'The only hope of Israel,' murmured the Cabalist,' my pupil and my
prince! I have long perceived in his young mind the seed of mighty
deeds, and o'er his future life have often mused with a prophetic hope.
The blood of David, the sacred offspring of a solemn race. There is a
magic in his flowing veins my science cannot reach.
'When, in my youth, I raised our standard by my native Tigris, and
called our nation to restore their ark, why, we were numerous, wealthy,
potent; we were a people then, and they flocked to it boldly.
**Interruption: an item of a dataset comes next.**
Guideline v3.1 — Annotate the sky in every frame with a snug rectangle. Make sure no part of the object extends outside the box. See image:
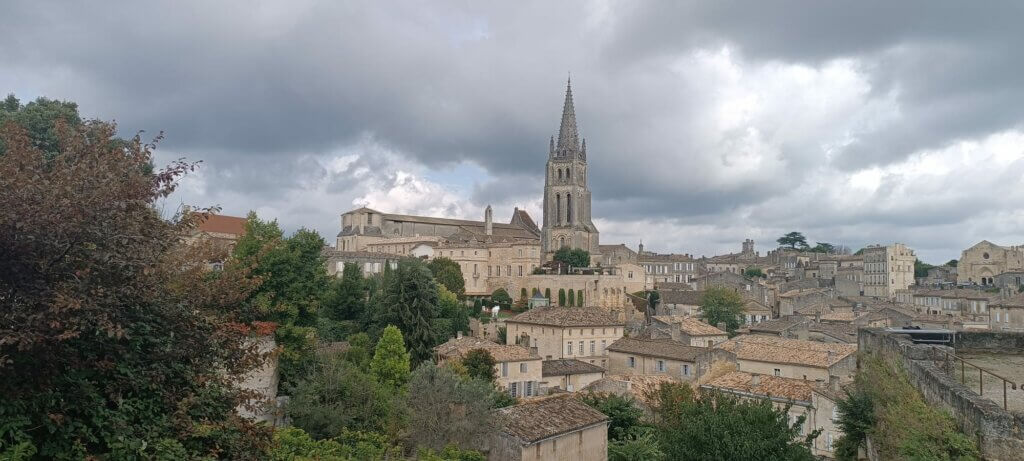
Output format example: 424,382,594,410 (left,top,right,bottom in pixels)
0,0,1024,263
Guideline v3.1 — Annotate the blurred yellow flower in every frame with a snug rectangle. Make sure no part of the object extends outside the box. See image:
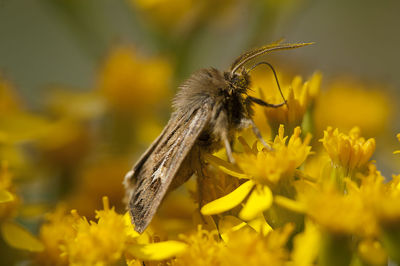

Did we
lack counsel? Did we need a leader? Who can aver that Jabaster's brain
or arm was ever wanting? And yet the dream dissolved, the glorious
vision! Oh! when I struck down Marvan, and the Caliph's camp flung its
blazing shadow over the bloody river, ah! then indeed I lived. Twenty
years of vigil may gain a pardon that I then forgot we lacked the chief
ingredient in the spell, the blood that sleeps beside me.
'I recall the glorious rapture of that sacred strife amid the rocks of
Caucasus. A fugitive, a proscribed and outlawed wretch, whose life is
common sport, and whom the vilest hind may slay without a bidding. I,
who would have been Messiah!
'Burn thy books, Jabaster; break thy brazen tables; forget thy lofty
science, Cabalist, and read the stars no longer.